Onze anos depois do crime, o caso segue sem solução. Nenhum suspeito foi identificado, e a autoria da morte da jovem continua desconhecida.
Proibição de celulares
Na época, Victoria participava de uma viagem organizada pela escola. Durante o passeio, os alunos estavam proibidos de utilizar celulares, o que dificultou qualquer comunicação imediata em caso de emergência.
No período da tarde, a estudante se afastou do grupo para ir ao banheiro e não retornou. Segundo os relatos apurados, ela teria sido autorizada a ir sozinha. O desaparecimento só foi percebido cerca de duas horas depois, quando colegas alertaram uma tutora. Testemunhas indicaram que Victoria havia deixado o grupo por volta das 14h30, mas a ausência só gerou preocupação por volta das 16h30.
Busca tardia
Mesmo após o alerta, a procura inicial se limitou aos dormitórios do local onde o grupo estava hospedado. O Corpo de Bombeiros só foi acionado no início da noite, por iniciativa de uma funcionária da fazenda, e não pelos responsáveis pela excursão.
O corpo da jovem foi localizado apenas na manhã seguinte. O pai de Victoria acionou um helicóptero da Polícia Militar para reforçar as buscas e participou do reconhecimento da filha. A sequência de falhas no protocolo de vigilância e na resposta ao desaparecimento pesou de forma decisiva na avaliação do STJ.
STJ vê negligência
Relator do caso, o ministro Antônio Carlos Ferreira classificou a conduta da instituição de ensino como gravemente negligente. Para o magistrado, não se tratou de uma morte acidental ou natural, mas de um homicídio, diante do conjunto de elementos reunidos ao longo das investigações.

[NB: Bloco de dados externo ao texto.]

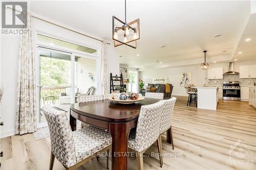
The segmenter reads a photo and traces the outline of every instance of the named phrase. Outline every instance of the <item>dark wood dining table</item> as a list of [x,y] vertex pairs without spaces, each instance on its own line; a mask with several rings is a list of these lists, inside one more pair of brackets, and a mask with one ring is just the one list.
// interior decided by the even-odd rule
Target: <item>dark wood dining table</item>
[[[109,130],[112,138],[112,169],[127,169],[125,153],[127,152],[128,136],[130,130],[137,126],[140,108],[160,100],[145,98],[129,105],[108,99],[73,104],[70,106],[70,126],[72,131],[76,130],[76,119],[78,119]],[[171,143],[169,133],[166,134],[167,142]]]

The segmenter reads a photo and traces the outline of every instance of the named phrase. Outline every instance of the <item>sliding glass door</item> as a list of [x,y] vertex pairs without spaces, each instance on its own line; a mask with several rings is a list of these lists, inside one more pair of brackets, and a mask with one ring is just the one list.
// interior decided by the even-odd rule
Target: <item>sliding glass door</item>
[[[75,102],[78,94],[92,95],[97,84],[97,60],[81,56],[75,56]],[[90,90],[90,91],[89,90]]]
[[[71,56],[68,53],[39,50],[39,108],[50,105],[58,108],[72,103]],[[45,122],[40,111],[39,122]]]

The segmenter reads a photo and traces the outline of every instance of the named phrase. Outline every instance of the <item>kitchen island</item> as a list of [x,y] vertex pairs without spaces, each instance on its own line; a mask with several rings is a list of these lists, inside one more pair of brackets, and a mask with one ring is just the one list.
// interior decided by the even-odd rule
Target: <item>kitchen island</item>
[[218,87],[193,87],[197,89],[197,107],[217,110]]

O ministro também criticou a decisão do Tribunal de Justiça de São Paulo, que havia reduzido a indenização de R$ 1 milhão para R$ 400 mil. Segundo ele, a diminuição foi baseada em argumentos genéricos, sem levar em conta as circunstâncias específicas do caso e a dimensão das falhas cometidas durante a excursão.
Autores seguem desconhecidos
O primeiro laudo do Instituto Médico-Legal indicou causa da morte como indeterminada. Anos depois, uma nova perícia, realizada no âmbito de investigação do Departamento Estadual de Homicídios e de Proteção à Pessoa, concluiu que Victoria morreu por asfixia mecânica, na forma de sufocação direta.
Os exames não apontaram uso de drogas, ingestão de álcool ou violência sexual. Peritos também levantaram a hipótese de que o corpo tenha sido transportado até o local onde foi encontrado.

Apesar das conclusões técnicas, o inquérito foi arquivado sem a identificação de suspeitos e, posteriormente, reaberto. Segundo a Secretaria da Segurança Pública, novas diligências e oitivas foram realizadas, mas os responsáveis pelo crime continuam sem identificação.
O pai de Victória chegou a contratar peritos particulares para analisar o caso. A conclusão deles foi que a estudante realmente foi assassinada e que o criminoso carregou o corpo da menina até o local.
Pai cobra responsabilização criminal
Para João Carlos Siqueira Natalini, pai da estudante, a decisão do STJ tem peso simbólico e jurídico, ainda que não repare a perda. Ele afirma que passou anos investindo em perícias independentes e especialistas para tentar esclarecer o que aconteceu com a filha.